A Church Called Tov: Forming a Goodness Culture, by Scot McKnight and Laura Barringer

Tolle Lege・02/23/21

McKnight & Barringer have gifted us with a needed and wise book.

This is a magnificent book. Read this book. Honestly, more than once, I had to put the book down and reflect on my own ministry.

A Church Called Tov is not so much about the latest trends on leadership. Rather it is about cultivating a congregational atmosphere where life thrives and toxicity is excluded. The first part of the book, in 80 pages, looks at how toxicity invades churches. Particularly the culture of leadership.

The second part of the book is called "the Circle of Tov" (tov is the Hebrew word for "good"). This is just good pastoral theology on display and perhaps one of the best books on what "church culture" ought to look like. In the circle of Tov (a culture of goodness in God's church) we nurture empathy, grace, put people first, we tell the truth (resisting false narratives), nurture justice (resist loyalty culture) and nurture service. This book is needed in Evangelical Christianity. I even (a few times) thought how this is talking about our current political situation but that was not its purpose.

A Church Called Tov is a response to the wave of pastoral failings from Willow Creek to the myriad of Roman Catholic priests accused of abuse and preying upon children and women (and sometimes men). The authors remind us several times, though, it is not the size of the church that matters but the size of the ego involved.

McKnight and Barringer suggest these problems are not mere individual failings. Rather they are part of a culture that enables, or at least in some sense fosters, abuse. This certainly does not excuse individual behavior, but a "culture of Tov" helps the community to be on guard against wolves in sheep's clothing.

At the same time the authors offer hope to the wounded. Chapter 4, False Narratives, is in part one of the book. This chapter is filled with truth telling. As James Baldwin writes, "Whoever cannot tell himself the truth about his past is trapped in it ... unable to assess either his weaknesses or his strengths." Churches of Christ are hardly immune to toxicity that explored by McKnight and Barringer. We have our celebrity pastors, we have our model churches, we have good old boy systems that wound women (and men) and often leave shattered lives along the way.
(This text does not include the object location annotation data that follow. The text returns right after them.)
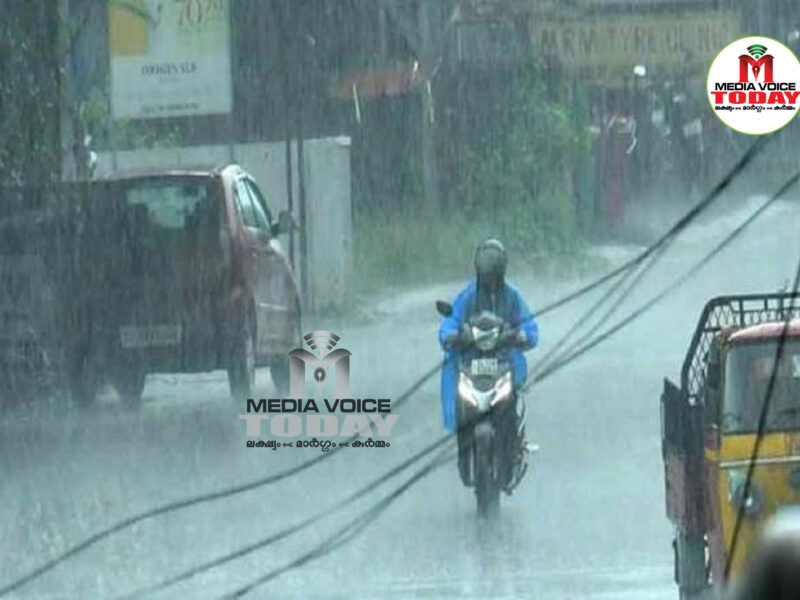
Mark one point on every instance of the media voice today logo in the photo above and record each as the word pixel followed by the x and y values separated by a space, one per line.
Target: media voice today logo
pixel 319 417
pixel 754 85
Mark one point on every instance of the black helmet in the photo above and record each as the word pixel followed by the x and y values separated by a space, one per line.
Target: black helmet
pixel 490 262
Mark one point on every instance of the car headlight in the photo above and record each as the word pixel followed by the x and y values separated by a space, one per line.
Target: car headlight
pixel 503 389
pixel 754 503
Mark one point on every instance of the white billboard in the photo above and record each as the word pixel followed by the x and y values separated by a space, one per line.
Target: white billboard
pixel 169 57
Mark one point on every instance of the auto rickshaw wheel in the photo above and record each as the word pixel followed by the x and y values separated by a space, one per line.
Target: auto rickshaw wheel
pixel 690 566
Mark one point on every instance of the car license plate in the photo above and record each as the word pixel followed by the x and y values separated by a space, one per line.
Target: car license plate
pixel 484 366
pixel 135 336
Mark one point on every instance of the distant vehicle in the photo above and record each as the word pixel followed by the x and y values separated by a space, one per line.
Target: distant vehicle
pixel 194 279
pixel 709 427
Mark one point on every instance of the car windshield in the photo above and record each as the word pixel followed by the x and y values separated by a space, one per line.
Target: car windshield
pixel 748 369
pixel 184 204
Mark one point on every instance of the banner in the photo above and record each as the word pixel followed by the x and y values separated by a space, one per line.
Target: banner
pixel 607 47
pixel 169 57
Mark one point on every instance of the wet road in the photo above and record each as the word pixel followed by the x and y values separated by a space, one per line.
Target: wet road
pixel 587 522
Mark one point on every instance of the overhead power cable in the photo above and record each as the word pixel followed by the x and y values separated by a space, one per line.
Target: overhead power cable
pixel 601 337
pixel 90 541
pixel 293 529
pixel 754 150
pixel 762 427
pixel 193 501
pixel 346 533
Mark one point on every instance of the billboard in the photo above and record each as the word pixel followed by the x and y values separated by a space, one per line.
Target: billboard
pixel 169 57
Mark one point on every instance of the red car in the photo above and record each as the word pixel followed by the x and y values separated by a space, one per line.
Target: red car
pixel 190 277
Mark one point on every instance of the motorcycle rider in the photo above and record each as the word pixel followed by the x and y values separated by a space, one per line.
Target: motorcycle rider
pixel 489 292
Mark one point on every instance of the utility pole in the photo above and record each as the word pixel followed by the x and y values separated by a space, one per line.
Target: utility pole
pixel 428 55
pixel 67 146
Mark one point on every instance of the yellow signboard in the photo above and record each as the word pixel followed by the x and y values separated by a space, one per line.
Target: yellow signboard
pixel 609 46
pixel 169 58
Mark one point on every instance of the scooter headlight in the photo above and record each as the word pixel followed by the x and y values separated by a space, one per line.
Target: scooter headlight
pixel 466 390
pixel 503 389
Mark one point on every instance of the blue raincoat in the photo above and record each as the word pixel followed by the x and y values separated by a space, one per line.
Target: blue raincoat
pixel 518 314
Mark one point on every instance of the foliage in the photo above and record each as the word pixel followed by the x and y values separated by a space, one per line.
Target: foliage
pixel 516 184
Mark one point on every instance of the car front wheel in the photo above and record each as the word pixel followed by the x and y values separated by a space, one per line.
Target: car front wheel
pixel 241 368
pixel 130 386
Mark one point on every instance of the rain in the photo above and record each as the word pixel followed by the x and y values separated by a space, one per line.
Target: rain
pixel 224 229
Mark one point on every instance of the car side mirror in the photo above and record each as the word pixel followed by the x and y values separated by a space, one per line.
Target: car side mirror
pixel 444 308
pixel 285 224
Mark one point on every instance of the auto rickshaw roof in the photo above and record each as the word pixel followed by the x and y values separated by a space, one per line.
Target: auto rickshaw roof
pixel 765 331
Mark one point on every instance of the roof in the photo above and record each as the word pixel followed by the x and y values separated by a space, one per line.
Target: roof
pixel 206 170
pixel 766 331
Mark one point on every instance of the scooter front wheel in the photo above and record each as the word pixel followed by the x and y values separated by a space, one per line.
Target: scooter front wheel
pixel 487 493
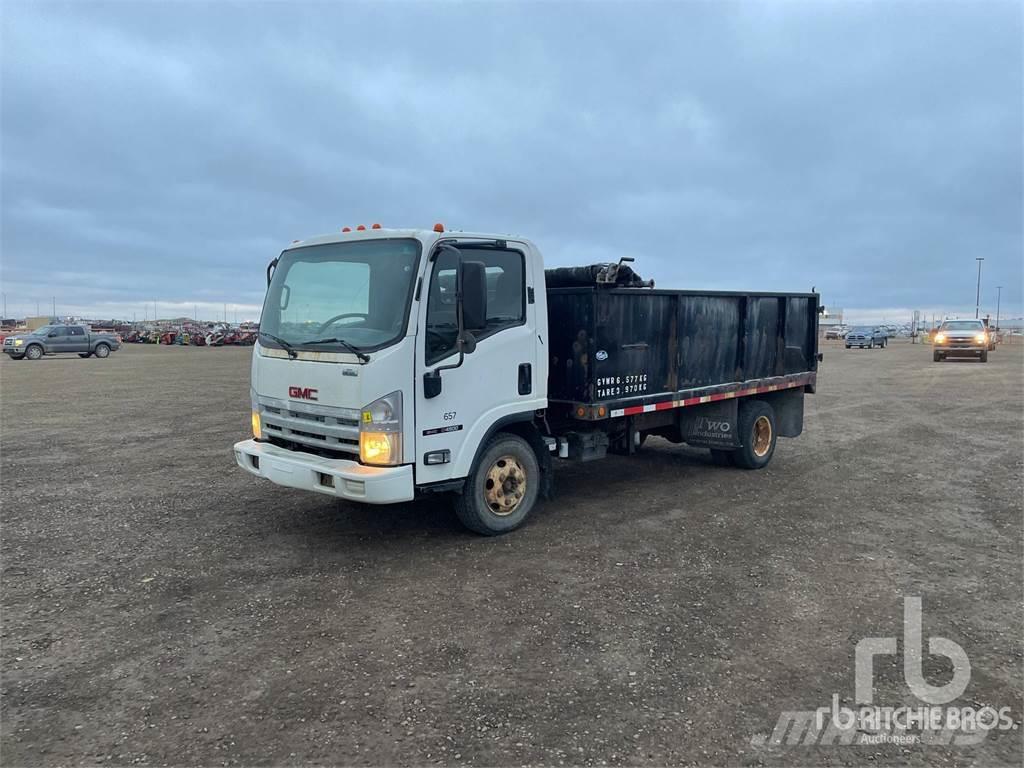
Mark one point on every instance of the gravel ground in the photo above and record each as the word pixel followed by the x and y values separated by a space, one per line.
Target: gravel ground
pixel 161 606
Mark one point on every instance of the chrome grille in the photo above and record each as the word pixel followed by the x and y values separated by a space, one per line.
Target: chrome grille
pixel 320 426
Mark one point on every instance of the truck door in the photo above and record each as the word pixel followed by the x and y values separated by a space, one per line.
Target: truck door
pixel 56 339
pixel 497 381
pixel 76 339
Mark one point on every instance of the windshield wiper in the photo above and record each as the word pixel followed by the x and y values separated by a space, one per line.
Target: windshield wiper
pixel 288 347
pixel 350 347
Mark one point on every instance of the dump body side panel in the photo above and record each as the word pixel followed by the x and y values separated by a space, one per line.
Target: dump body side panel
pixel 615 346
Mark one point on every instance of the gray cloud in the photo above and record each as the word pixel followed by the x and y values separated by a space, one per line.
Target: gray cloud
pixel 168 151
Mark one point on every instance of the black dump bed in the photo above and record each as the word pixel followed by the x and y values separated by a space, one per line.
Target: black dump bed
pixel 624 346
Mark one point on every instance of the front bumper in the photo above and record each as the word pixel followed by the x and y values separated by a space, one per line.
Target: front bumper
pixel 338 477
pixel 955 349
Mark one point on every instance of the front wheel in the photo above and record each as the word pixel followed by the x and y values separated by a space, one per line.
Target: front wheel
pixel 502 488
pixel 757 430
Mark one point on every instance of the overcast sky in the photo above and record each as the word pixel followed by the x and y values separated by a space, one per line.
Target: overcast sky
pixel 167 152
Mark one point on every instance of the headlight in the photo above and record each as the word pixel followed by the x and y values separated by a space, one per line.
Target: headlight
pixel 380 431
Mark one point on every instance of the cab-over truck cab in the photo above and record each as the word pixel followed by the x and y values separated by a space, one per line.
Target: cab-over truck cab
pixel 359 383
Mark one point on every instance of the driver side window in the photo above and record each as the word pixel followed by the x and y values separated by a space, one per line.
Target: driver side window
pixel 506 297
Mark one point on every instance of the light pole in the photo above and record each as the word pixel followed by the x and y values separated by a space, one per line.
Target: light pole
pixel 977 298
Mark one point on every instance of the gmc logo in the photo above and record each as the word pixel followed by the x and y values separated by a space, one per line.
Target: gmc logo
pixel 302 393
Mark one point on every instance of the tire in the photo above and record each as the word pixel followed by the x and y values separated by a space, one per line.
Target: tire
pixel 722 458
pixel 757 430
pixel 489 504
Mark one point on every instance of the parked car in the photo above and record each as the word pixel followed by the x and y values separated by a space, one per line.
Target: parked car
pixel 59 339
pixel 961 339
pixel 866 337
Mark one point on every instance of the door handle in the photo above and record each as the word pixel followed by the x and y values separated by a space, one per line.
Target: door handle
pixel 525 378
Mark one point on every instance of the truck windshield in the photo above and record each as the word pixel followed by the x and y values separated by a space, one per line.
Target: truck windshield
pixel 963 326
pixel 356 292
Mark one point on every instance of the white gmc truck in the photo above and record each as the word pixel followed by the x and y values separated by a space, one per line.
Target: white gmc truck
pixel 397 363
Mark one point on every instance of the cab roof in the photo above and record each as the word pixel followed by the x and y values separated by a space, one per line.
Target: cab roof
pixel 427 237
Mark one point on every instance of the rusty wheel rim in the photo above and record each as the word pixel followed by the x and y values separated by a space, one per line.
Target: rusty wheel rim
pixel 505 485
pixel 762 436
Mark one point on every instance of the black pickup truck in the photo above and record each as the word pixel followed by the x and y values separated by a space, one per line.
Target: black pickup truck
pixel 58 339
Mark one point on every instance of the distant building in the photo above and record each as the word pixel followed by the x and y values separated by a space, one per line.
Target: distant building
pixel 830 317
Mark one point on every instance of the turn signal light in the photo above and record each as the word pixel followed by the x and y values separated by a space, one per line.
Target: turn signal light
pixel 380 448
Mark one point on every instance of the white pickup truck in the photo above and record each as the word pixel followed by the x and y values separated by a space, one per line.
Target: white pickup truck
pixel 396 363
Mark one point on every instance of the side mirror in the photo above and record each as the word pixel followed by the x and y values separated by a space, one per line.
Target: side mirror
pixel 473 296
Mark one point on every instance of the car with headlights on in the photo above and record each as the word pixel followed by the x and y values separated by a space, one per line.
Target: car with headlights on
pixel 865 336
pixel 961 339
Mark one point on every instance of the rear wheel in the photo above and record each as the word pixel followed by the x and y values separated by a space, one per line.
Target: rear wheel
pixel 757 430
pixel 503 487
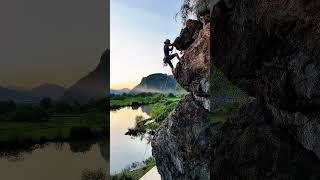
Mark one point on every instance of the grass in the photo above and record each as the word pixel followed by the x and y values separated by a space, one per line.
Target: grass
pixel 57 127
pixel 118 101
pixel 129 174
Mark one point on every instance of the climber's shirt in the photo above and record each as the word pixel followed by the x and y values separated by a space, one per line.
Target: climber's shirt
pixel 167 50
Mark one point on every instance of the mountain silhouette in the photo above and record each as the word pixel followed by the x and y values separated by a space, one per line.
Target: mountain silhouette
pixel 158 82
pixel 17 96
pixel 119 91
pixel 93 85
pixel 52 91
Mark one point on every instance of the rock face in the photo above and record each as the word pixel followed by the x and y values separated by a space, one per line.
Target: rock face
pixel 270 49
pixel 158 82
pixel 255 144
pixel 188 35
pixel 276 56
pixel 181 145
pixel 193 74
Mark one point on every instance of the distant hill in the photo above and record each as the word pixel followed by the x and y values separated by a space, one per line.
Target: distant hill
pixel 52 91
pixel 93 85
pixel 119 91
pixel 17 96
pixel 158 82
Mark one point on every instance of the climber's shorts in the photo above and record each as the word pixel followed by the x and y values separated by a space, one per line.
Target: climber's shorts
pixel 169 58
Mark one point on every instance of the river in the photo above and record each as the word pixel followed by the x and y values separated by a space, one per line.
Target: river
pixel 124 150
pixel 52 161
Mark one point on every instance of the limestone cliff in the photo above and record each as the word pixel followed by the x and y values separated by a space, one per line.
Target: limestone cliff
pixel 181 146
pixel 271 51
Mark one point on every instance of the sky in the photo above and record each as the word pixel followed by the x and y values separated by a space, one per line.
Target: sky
pixel 137 32
pixel 51 41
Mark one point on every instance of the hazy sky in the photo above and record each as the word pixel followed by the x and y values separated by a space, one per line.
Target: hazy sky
pixel 53 41
pixel 138 29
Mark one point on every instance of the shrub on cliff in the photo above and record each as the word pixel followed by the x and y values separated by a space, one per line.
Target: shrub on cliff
pixel 193 7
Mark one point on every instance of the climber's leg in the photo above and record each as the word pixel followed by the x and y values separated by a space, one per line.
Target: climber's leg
pixel 178 57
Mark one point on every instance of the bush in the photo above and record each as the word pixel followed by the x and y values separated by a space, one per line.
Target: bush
pixel 80 133
pixel 161 110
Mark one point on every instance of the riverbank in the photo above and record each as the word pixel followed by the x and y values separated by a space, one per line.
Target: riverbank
pixel 118 101
pixel 58 127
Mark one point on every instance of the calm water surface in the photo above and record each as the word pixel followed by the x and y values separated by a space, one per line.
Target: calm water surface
pixel 124 150
pixel 63 161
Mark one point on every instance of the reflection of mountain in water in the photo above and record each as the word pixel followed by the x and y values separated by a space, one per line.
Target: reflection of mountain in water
pixel 147 109
pixel 160 83
pixel 104 150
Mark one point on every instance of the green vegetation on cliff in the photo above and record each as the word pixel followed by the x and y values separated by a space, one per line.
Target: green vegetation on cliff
pixel 225 97
pixel 137 173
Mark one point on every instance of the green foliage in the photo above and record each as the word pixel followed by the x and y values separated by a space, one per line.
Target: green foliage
pixel 94 175
pixel 117 101
pixel 128 174
pixel 161 110
pixel 192 7
pixel 220 86
pixel 220 115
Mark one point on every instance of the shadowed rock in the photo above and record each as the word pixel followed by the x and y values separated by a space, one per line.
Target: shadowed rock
pixel 193 74
pixel 255 144
pixel 181 145
pixel 188 34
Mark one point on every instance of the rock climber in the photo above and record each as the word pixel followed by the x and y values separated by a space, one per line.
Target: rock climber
pixel 168 48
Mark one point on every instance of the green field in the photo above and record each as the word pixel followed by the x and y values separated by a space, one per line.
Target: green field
pixel 117 101
pixel 57 127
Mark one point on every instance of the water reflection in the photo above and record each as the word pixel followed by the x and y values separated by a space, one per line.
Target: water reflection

Finally this book is not just about ideas. It is filled with practical suggestions to help congregations to become a culture of goodness. Telling the stories of women. The Yom Kippur congregational prayer is breathtaking. Learning to recognize justice.

As a side note, the principles in A Church Called Tov often speak to the issue of racial justice within Christianity as well.

I actually bought this book at the beginning of December but did not get around to reading it until yesterday and today. I should have read it. It is a book to give to fellow staff members and elders. I cannot think of anything I dislike about this book. Near the end of the book, Eugene Peterson and his writings, are held up (pp. 207ff) as an example of a pastor who resisted the latest "technology" for church leaders but held to the notion of "spiritual directors," I say "Amen and amen." The vision in the second half of A Church Called Tov could be used as a sermon series on "Identifying Marks of the Church" (to use old CofC lingo). It is rich. It is very biblical. It is very sound in the true Pauline sense.